Many years ago, an ancient civilization known for their advanced technology once ruled Earth, but were destroyed in the end by their misuse. So, they left messages for later generations in the form of indestructible message plates written in ancient Hebrew, informing them that if they could not find a good use for their creations, they should be destroyed.
Various paramilitaries, national armies, and armed private forces began to secretly search for these "mysterious artifacts" in order to be used for their own good and against their enemies. The ARCAM Corporation and their military arm, the ARCAM Private Army, can stop these forces from destroying themselves with their elite secret agents known as Spriggans (or Strikers).
||This section describes a work or element of fiction in a primarily in-universe style. (March 2010)|
- ARCAM Corporation: Founded in the United States, it has branches covering all countries from across the globe.
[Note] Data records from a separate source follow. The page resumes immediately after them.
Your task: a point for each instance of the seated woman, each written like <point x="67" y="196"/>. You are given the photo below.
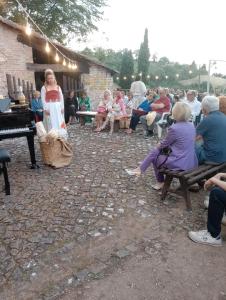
<point x="142" y="109"/>
<point x="71" y="106"/>
<point x="115" y="109"/>
<point x="102" y="110"/>
<point x="180" y="140"/>
<point x="84" y="105"/>
<point x="37" y="107"/>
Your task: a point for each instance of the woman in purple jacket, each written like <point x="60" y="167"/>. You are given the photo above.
<point x="180" y="139"/>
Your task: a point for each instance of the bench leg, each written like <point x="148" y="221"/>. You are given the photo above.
<point x="116" y="126"/>
<point x="185" y="193"/>
<point x="166" y="186"/>
<point x="6" y="179"/>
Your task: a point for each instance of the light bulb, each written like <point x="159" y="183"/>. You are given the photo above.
<point x="57" y="57"/>
<point x="28" y="29"/>
<point x="47" y="47"/>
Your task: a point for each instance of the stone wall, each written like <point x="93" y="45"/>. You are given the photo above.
<point x="13" y="58"/>
<point x="96" y="82"/>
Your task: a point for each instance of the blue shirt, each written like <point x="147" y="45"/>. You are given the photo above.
<point x="213" y="131"/>
<point x="145" y="105"/>
<point x="36" y="104"/>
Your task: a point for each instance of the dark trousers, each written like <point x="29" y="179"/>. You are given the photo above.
<point x="134" y="121"/>
<point x="217" y="207"/>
Its mission is to covertly secure and/or destroy all ancient artifacts (whether they would be items, machines, ruins, etc.) from all known enemies that may use them for their own benefit. Its breakthrough was the refinement of Orichalcum, a strong metal that was used for ARCAM's Armored Muscle Suit and on Yu Ominae's Orichalcum combat knife. MJ-12 and Trident Corporation were able to refine their own Orichalcum suits, mostly based/stolen from ARCAM's research. The spelling ARCAM is said to be a misspelling of Arkham.
- ARCAM Private Army: The ARCAM Corporation's paramilitary wing, its duties vary but their main purpose is to conduct offensive and defensive operations on various out-of-place artifact locations and its aggressors, ranging from private corporate military wings to national militaries.
- Spriggans: Part of the ARCAM Private Army's divisions, consisting of special agents recruited by the ARCAM Corporation in order to do covert work in hostile areas without compromising the company.
- Trident Corporation: Originally founded by NATO as an R&D Division, it soon went rogue and broke away for unknown reasons and was soon declared as an illegal organization. It searches for ancient artifacts in order to refine them as potential military weapons. Currently, it is heavily funded by the European Campbell Company (European Corporation, possibly British), the American Clovers Heavy Industries and the Japanese Takasumi Zaibatsu. Its greatest breakthrough - apparently based on ARCAM's Armored Muscle Suit - was the Orichalcum Armored Machine Suit. One of its users was the Trident Corp. operator Iwao Akatsuki.
- COSMOS (Children Of Soldiers Machine Organic System): A black-ops unit of the US Army. Most of its operatives are child soldiers who were kidnapped by CIA agents/US Army soldiers from around the world and brainwashed.
The manga was initially published in Japan by Shogakukan in eleven full volumes from June 1991 to April 1996, with reprints in both 2001 and 2006 (including the unpublished stories "First Mission" and "Gold Rush"). Shogakukan Productions Co., Ltd.'s licensing arm in North America, VIZ Media, translated and published three out of eleven volumes as Striker after it was first serialized in Manga Vizion, before the company curtailed further translation.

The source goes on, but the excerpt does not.